Ekolojik ilginin bir diğer nedenini ise bizzat İsrail çağırdı. İsrail yerleşimciliği, en başından beri Filistin’i coğrafi olarak da asimile etmeyi amaçladı. “Çevresel nekbe” ile Filistin’in coğrafi, tarihsel ve kültürel ekosistemini oluşturan milyonlarca zeytin, incir ve badem ağacı yok edildi. Yerlerine çam ormanları koyarak veya kentlerde soğuk kuzey ülkelerinin mimarisini taklit ederek, İsrail, ekosistemi ile birlikte bir ülkeyi ele geçirmeye çalışıyor. İşin garip tarafı İsrail kibbuztlar ile bir “greenwashing” propagandası geliştirerek paramiliter örgütlenmelerini ve askeri-sınai altyapıları gizlemeye çalıştı.
“Nehirden denize özgür Filistin”, üç tek tanrılı din yanında, bütün Akdeniz’e yayılan ticari ve kültürel bağlara da kaynaklık etti. F. Braudel’in sınırlarını zeytin, buğday, üzüm ve bunların etrafında şekillenen ticari ve kültürel etkileşimlerle çizdiği tarihi bir coğrafya. Bugünkü Filistin, Lübnan ve Suriye kıyılarından kalkan gemiler bütün bir Akdeniz’e bolluk ve bereket taşıdılar. Kapitalizmin doğuşuna sahne olan aynı ticaret rotalarından yola çıkan sumud tekneleri ise, yüzyıllar sonra kıtlık, açlık ve yoksulluk içindeki Filistin’e ulaşmaya çalıştı. Barcelona’dan ayrıldıkları andan itibaren Filo Akdeniz’i bir ucundan diğer ucuna bir eylem denizi haline getirirken bu tarihsel hafıza içinde de yolculuk yaptı. Bizlere kapitalist yağmayı, vicdansızlığı, yok edilen insanlık ve doğayı gösterdi. Filoya katılanların ülkelere göre dağılımlarını gösteren harita, eylemin görünen mekânsal izdüşümünün çok daha geniş bir tarihsel ve fiziksel coğrafyaya yayıldığının ifadesi olarak da görülebilir.

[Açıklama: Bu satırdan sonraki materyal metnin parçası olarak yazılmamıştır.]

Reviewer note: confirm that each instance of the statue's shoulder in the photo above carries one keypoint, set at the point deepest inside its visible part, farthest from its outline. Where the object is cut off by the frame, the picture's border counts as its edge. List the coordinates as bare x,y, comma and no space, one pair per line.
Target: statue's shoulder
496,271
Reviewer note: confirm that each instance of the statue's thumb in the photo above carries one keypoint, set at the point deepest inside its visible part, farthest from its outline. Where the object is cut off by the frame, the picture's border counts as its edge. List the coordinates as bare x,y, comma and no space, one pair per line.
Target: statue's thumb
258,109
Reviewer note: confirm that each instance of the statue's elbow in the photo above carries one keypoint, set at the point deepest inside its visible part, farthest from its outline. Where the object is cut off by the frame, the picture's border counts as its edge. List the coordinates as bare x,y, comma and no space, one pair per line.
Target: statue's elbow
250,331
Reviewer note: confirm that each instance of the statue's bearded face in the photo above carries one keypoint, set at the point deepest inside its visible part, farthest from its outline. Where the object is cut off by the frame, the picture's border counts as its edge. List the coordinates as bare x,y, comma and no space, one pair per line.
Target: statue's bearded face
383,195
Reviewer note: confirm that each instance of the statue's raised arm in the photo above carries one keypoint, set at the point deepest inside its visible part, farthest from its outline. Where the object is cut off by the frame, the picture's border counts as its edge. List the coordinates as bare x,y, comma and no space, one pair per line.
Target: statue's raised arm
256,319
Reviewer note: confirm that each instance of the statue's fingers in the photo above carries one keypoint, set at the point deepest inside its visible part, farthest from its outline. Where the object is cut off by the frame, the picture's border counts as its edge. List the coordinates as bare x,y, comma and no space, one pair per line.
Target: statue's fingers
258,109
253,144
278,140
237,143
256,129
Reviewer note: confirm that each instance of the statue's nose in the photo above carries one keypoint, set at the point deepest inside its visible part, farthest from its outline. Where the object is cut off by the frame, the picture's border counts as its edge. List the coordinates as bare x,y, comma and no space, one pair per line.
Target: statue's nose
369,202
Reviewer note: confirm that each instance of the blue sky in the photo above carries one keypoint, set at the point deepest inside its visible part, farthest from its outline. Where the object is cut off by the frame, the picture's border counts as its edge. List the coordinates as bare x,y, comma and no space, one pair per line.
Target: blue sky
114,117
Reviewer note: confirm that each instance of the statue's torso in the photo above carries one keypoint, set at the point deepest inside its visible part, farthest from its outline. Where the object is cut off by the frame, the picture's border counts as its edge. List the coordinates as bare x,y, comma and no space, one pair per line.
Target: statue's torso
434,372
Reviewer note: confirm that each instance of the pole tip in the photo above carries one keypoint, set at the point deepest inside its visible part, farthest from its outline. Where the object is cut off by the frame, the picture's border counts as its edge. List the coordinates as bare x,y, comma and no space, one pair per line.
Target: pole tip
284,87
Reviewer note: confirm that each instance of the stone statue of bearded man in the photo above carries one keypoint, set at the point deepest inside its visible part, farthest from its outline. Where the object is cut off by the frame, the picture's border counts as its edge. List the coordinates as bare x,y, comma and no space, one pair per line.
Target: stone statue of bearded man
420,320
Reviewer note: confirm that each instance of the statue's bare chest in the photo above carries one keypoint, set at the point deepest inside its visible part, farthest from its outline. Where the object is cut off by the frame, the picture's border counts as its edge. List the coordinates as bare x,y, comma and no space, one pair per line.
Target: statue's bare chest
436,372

Greta Tunberg’in eylemin örgütleyicileri arasında yer almasının ayrıca önem verilmesi gereken bir anlamı oldu. İsrail’in fark ettiği bu durum Greta’nın özel olarak hedef seçilmesine yol açtı. Tunus’ta Filo’ya yönelik yapılan dron saldırısı sırasında Greta’nın bulunduğu tekne hedef alınmıştı. Bütün tekneler ele geçirildikten ve beş yüze yakın aktivist gözaltına alındıktan sonra da İsrail tarafından Greta’ya işkence yapıldığı haberleri öne çıktı. Bu hedef seçmeyi İsrail’in eylemin ekolojik odağına yönelik bir saldırı olarak yorumlayabiliriz.

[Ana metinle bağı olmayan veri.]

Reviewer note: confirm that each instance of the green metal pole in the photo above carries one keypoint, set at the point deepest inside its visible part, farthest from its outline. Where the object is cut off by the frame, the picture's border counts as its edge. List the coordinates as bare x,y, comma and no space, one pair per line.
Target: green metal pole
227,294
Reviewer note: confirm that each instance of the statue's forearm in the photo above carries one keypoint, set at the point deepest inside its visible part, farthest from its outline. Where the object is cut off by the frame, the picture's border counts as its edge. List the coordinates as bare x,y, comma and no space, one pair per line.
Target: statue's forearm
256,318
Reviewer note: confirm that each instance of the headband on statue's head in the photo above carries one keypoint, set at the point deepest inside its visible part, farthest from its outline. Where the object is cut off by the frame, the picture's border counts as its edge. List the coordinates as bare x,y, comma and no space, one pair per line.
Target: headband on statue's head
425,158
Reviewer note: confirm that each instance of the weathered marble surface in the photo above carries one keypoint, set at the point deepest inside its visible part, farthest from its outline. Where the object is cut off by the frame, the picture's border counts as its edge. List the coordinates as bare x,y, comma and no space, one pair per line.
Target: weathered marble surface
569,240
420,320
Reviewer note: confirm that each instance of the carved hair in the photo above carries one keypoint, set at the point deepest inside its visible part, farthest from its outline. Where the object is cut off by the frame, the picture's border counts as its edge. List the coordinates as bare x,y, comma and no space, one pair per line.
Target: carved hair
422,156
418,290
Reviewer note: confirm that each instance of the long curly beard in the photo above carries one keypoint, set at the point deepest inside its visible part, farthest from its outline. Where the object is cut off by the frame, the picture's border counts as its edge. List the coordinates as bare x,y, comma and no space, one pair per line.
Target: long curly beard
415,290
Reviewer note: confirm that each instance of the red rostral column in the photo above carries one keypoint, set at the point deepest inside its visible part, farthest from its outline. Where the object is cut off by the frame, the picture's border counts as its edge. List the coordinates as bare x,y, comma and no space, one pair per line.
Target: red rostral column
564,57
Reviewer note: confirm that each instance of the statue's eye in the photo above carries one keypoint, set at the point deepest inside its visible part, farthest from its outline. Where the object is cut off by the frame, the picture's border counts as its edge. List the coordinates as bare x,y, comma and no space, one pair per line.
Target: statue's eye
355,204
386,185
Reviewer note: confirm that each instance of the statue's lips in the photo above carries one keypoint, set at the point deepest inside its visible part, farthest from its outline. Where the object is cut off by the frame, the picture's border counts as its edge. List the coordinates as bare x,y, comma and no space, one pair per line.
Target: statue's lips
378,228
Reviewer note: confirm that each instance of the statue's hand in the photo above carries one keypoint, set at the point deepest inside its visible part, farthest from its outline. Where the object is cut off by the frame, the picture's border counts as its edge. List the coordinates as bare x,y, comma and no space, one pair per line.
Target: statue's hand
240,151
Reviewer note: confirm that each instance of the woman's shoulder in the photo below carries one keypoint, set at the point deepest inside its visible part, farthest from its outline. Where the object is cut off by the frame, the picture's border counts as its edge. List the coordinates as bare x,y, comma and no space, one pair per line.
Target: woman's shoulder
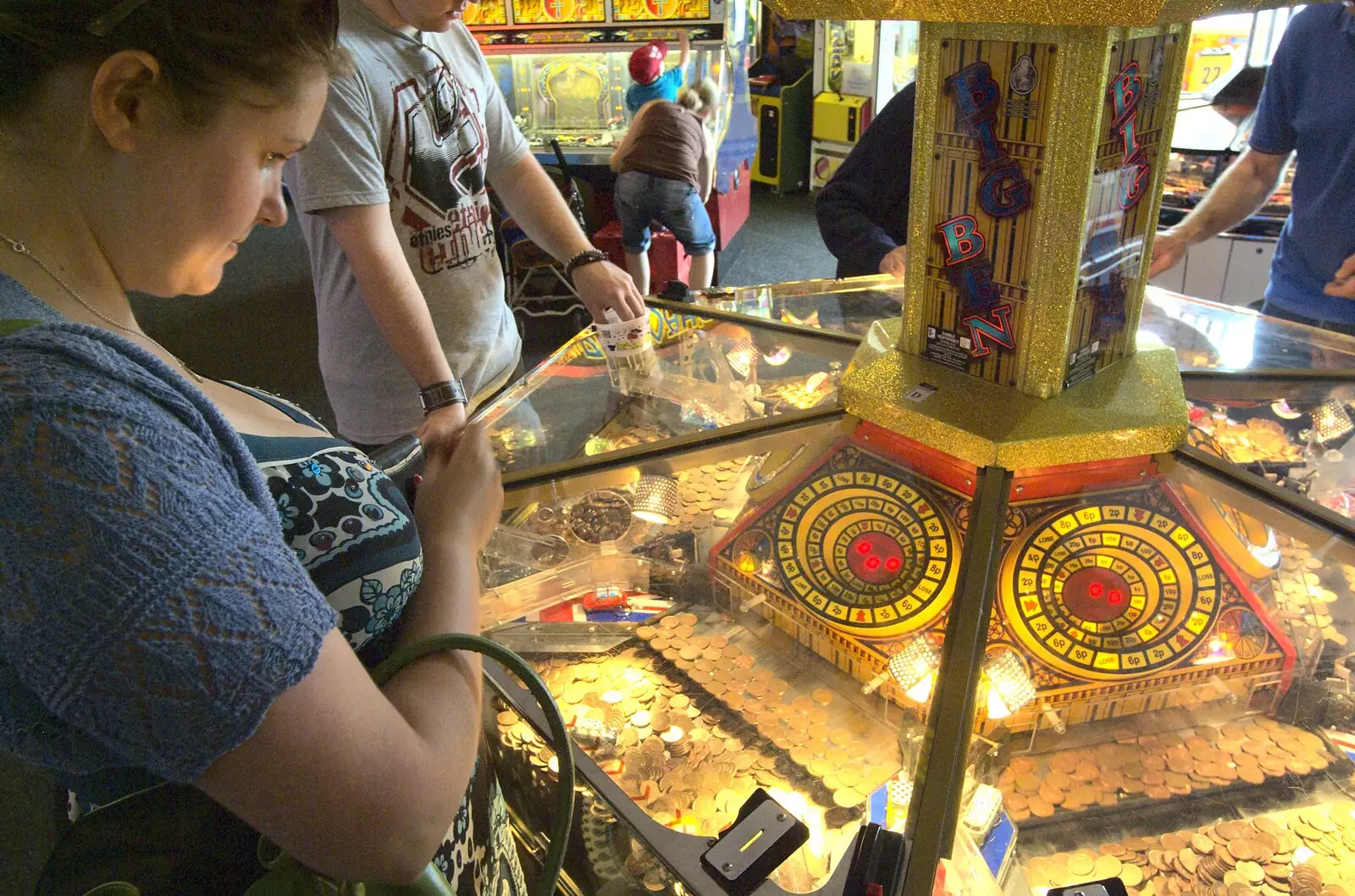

Global Sumud Filotilla, Gazze’ye ulaşmasa da Filistin ile dayanışma eylemleri, 1960’lı yıllardaki Vietnam Savaşı protestolarıyla kıyaslanacak düzeyde, ABD-İsrail ittifakına karşı küresel bir harekete dönüştü. Belki Gazze’nin üzerindeki abluka fiziken kaldırılamadı ama bütün dünya yüzünü Filistin’de yaşananlara döndü. İtalya’daki sendikaların grevinden, Japonya’dan Kanada’ya kadar milyonlarca insan sokağa çıktı. Küresel intifada, eylem biçimi yanında bileşimiyle de dünyadaki muhalif hareketlere yol gösteren bir çoğulculuk, dayanışma, birliktelik ve hepsinden önemlisi kararlılık örneği verdi. Netanyahu’nun BM’de boş salona konuşmasında bu uluslararası tepkinin önemli bir payı oldu.
Tarihte pek çok uygarlık ekolojik nedenlerle ortadan kayboldu. Nuh’un Gemisi tarihteki bu yok oluşlardan kurtuluşu anlatıyor. Bugün ise, ilk kez, gezegen düzeyinde bir yok oluş riski ile karşı karşıyız. Bu kez, sığınacağımız bir yeryüzü parçası yok. Kurtuluşumuzu küresel düzeyde başarmalıyız. Global Sumud Filotilla, hepimize yolun açık olduğunu ispatladı.